CAPE TOWN (Reuters) – South Africa’s medicines regulator said on Thursday that it was at an advanced stage of reviewing an emergency use application for Pfizer’s COVID-19 vaccine.
“Pfizer has engaged with SAHPRA via two regulatory pathways, that is registration for full commercial market access and Section 21 authorisation. The Section 21 application is in advanced stages of review,” Yuven Gounden, spokesman for the South African Health Products Regulatory Authority (SAHPRA), told Reuters.
A Section 21 application, normally valid for six months, is an instrument for emergency use access of a health product that is unregistered. AstraZeneca’s COVID-19 vaccine was granted Section 21 approval by SAHPRA in January.

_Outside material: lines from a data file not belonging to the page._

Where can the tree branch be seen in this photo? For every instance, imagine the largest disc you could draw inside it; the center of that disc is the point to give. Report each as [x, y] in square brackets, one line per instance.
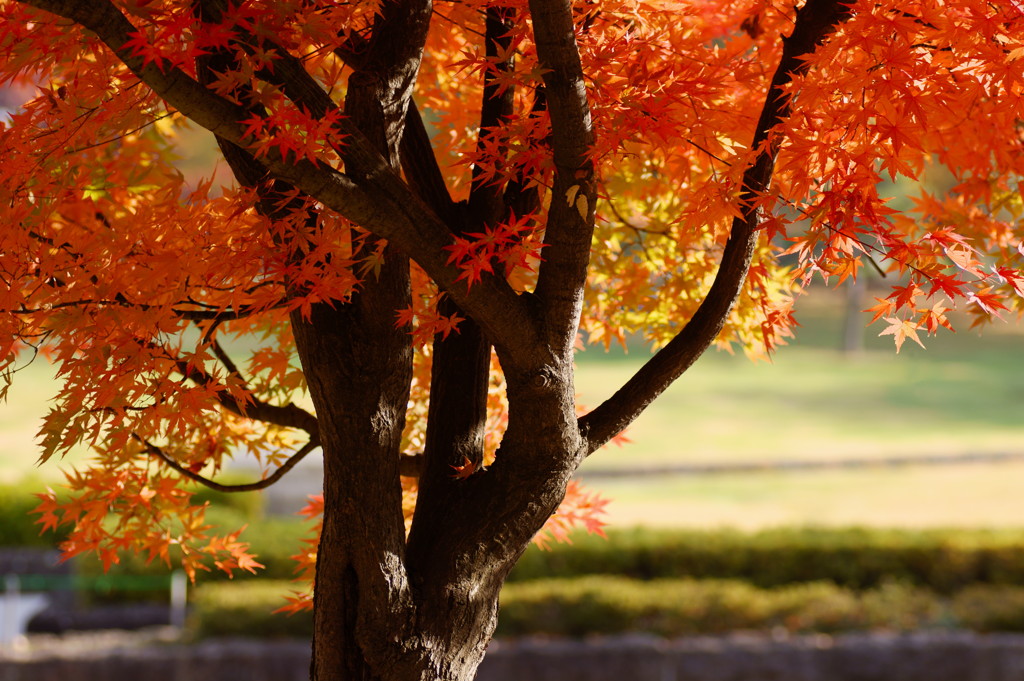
[381, 202]
[570, 219]
[815, 22]
[248, 486]
[289, 416]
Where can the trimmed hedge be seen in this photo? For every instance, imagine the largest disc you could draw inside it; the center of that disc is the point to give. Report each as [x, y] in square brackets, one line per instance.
[667, 607]
[944, 560]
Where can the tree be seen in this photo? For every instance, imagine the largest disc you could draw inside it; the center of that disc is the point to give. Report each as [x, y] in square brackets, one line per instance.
[433, 205]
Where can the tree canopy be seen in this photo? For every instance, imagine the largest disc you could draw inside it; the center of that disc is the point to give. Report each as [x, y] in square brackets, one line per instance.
[433, 205]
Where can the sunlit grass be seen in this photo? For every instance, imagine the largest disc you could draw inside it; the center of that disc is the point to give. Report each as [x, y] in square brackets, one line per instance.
[964, 394]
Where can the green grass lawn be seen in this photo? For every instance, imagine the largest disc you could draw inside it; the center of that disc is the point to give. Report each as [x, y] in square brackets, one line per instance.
[963, 394]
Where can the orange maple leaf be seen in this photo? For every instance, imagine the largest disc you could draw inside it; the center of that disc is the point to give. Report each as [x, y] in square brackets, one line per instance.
[465, 470]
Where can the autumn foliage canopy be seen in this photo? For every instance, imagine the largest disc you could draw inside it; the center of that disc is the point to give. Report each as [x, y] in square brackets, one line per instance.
[167, 304]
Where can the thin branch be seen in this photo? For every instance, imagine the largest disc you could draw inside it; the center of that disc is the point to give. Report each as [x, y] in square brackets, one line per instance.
[248, 486]
[381, 202]
[569, 227]
[815, 22]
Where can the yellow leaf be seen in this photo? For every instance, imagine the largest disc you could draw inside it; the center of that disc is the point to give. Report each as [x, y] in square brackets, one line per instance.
[570, 195]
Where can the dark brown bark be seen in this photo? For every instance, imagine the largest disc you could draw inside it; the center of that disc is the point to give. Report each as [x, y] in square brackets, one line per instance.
[387, 609]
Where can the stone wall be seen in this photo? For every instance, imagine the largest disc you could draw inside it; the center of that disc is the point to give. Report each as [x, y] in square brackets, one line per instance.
[923, 656]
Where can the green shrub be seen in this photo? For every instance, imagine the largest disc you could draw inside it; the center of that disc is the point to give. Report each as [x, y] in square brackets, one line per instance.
[674, 607]
[858, 558]
[247, 608]
[988, 608]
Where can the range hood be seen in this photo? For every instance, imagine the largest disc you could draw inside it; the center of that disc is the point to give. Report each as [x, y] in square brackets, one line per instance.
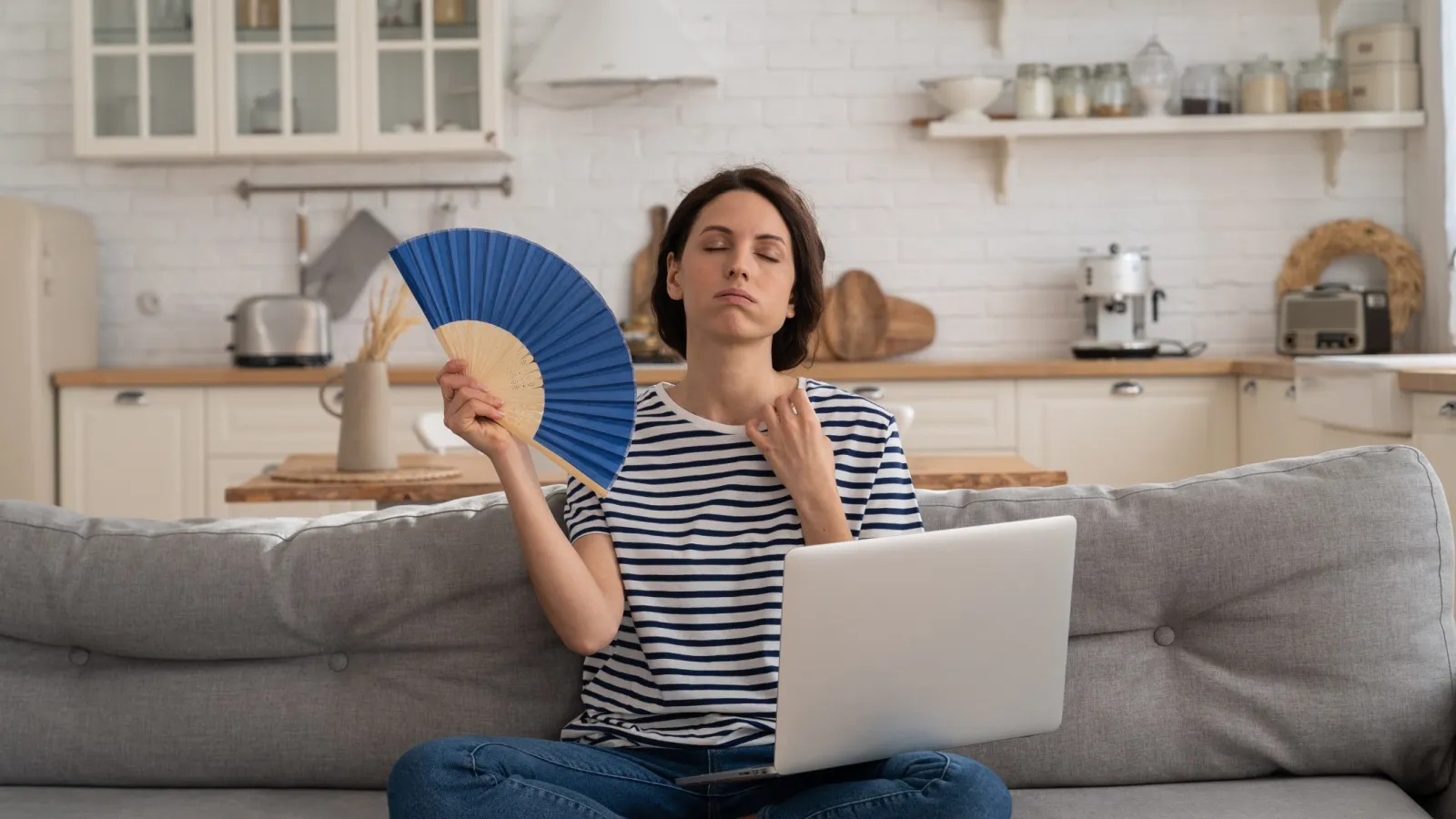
[602, 50]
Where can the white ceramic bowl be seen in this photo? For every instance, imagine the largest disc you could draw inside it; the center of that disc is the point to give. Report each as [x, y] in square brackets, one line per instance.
[966, 96]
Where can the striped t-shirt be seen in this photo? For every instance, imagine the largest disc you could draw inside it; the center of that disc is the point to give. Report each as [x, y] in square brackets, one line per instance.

Gounden added that SAHPRA had received an application for both full market access and Section 21 approval for Russia’s Sputnik V vaccine, developed by the Gamaleya Institute.
On Thursday, Europe’s medicines regulator said it had started a rolling review of the Sputnik V vaccine, an important display of confidence in the shot that paves the way for its potential approval across the 27-nation bloc.
South Africa, the hardest-hit by the pandemic on the African continent in terms of recorded infections and deaths, hopes to receive 117,000 Pfizer doses before the end of the month from global vaccine distribution scheme COVAX.
Those doses would be part of an “exceptional distribution” allocated to the country by COVAX as efforts to ramp up vaccination across Africa gather pace.
In the second quarter South Africa expects to start receiving more Pfizer doses under a bilateral deal.
It started rolling out Johnson & Johnson’s (J&J) vaccine last month in a research study targeting healthcare workers.
J&J’s application for full market access is currently under a “rolling review” by the regulator, another mechanism to fast-track approval of COVID-19 vaccines where SAHPRA studies data as they become available.
“SAHPRA received the third data pack last week and once we have evaluated the fourth data pack, the process will be completed,” Gounden added.